There have been tragedies involving self-driving cars: the Tesla crash in 2016 and the recent death of an Arizonian woman who was killed by a Volvo using Uber software. But it seems more likely self-driving cars will save so many lives we are morally obliged to have them. Self-driving cars: 2. Homo sapiens: countless.

Professor Toby Walsh, Scientia Professor of Artificial Intelligence at UNSW.

On 9 May 2018 Google announced their new AI software Google Duplex, which uses a human-sounding voice to speak to people in the real world, booking haircuts or dinner tables without ever admitting it was a machine, even using cute affectations – such as ‘umm’ and ‘mmhm’ – to pretend to be human. Walsh is deeply cynical of this deception and has recently proposed a “new law [of robotics] to prevent machines from being mistaken as humans”. It’s called the Turing Red Flag Law and it states that “an autonomous system should be designed so that it is unlikely to be mistaken for anything besides an autonomous system, and should identify itself at the start of an interaction with another agent.”

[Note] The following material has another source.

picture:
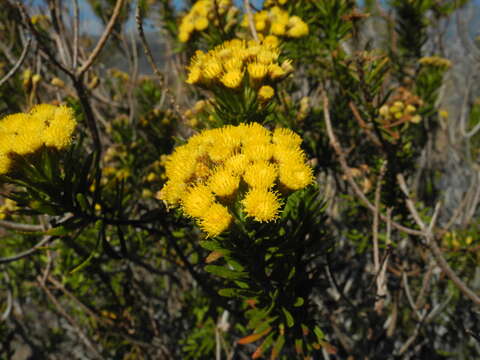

Not only does this law safeguard from machines impersonating humans, it also protects “vulnerable people, the old and the young, who even before the technology is very sophisticated can be taken in, made to do things we wouldn’t want them to do.”

Scam callers, cyber-criminals, and other tech-savvy crooks will “have a field day with this technology,” Walsh says. A machine can impersonate and deceive far better than any human mime. Say farewell to the Nigerian Prince.

Spike Jonze’s film Her and Alex Garland’s Ex Machina explored the frankly dystopic consequences of people growing emotionally attached to, even falling in love with, thinking machines. To see how modern technology avoids acknowledging its existential status, ask Siri the following questions: ‘are you a computer?’ ‘are you human?’; ‘are you an AI?’. See what she says.

The final pillar of AI that feeds so much technology paranoia today is the idea of ‘super-intelligence’. In his bestseller Superintelligence, futurist Nick Bostrom defines it as “an intellect that is much smarter than the best human brains in practically every field, including scientific, creativity, general wisdom and social skills.”

But as Walsh mentioned earlier, this super intelligence is far from imminent.

 

The Netflix documentary AlphaGo shows us exactly what Walsh means when he says that today’s artificial intelligence can only do one thing well. In March 2016, Google Deep Mind’s AI program AlphaGo defeated Lee Sedol, the professional South Korean Go player with eighteen world championships under his belt, by playing five rounds of the ancient Chinese board game Go. Sixty million people in China alone tuned in to watch a battle of man vs machine, and it was broadcasted across the globe. But AlphaGo is an idiot savant, as Walsh defines it. It has no idea how to plant sunflowers. Yet.

“For humans, of course, that’s a reasonable presumption,” Walsh says of what such creations might be capable of. “If someone can play Go we can assume they’re smart and savvy at other things. But that’s untrue of machines.” It might be the hyper-specificity of AI that ironically offers us sanctuary from the robots taking over, while also being the very thing that threatens to replace nearly half our jobs in the very-soon future.

As we leave Starbucks and wander across the intersection I confess to the laissez-faire Walsh that before we met I was conjuring all types of sci-fi induced visions of what his workplace must look like. “I imagined you working in a science lab adorned with robots at various points of uncanniness hanging from the ceiling.” He smiles grimly at me and squints a little; the sun is in his eyes. “Oh, but I do have a little robot,’ he says. “I built it to play with my daughter.”

 

Professor Toby Walsh’s books, It’s Alive: Artificial Intelligence from the Logic Piano to Killer Robot and 2062: the year that AI made are published by Black Inc. He is presenting a STEAM talk at the Powerhouse Museum on Sunday, 2 December 2018.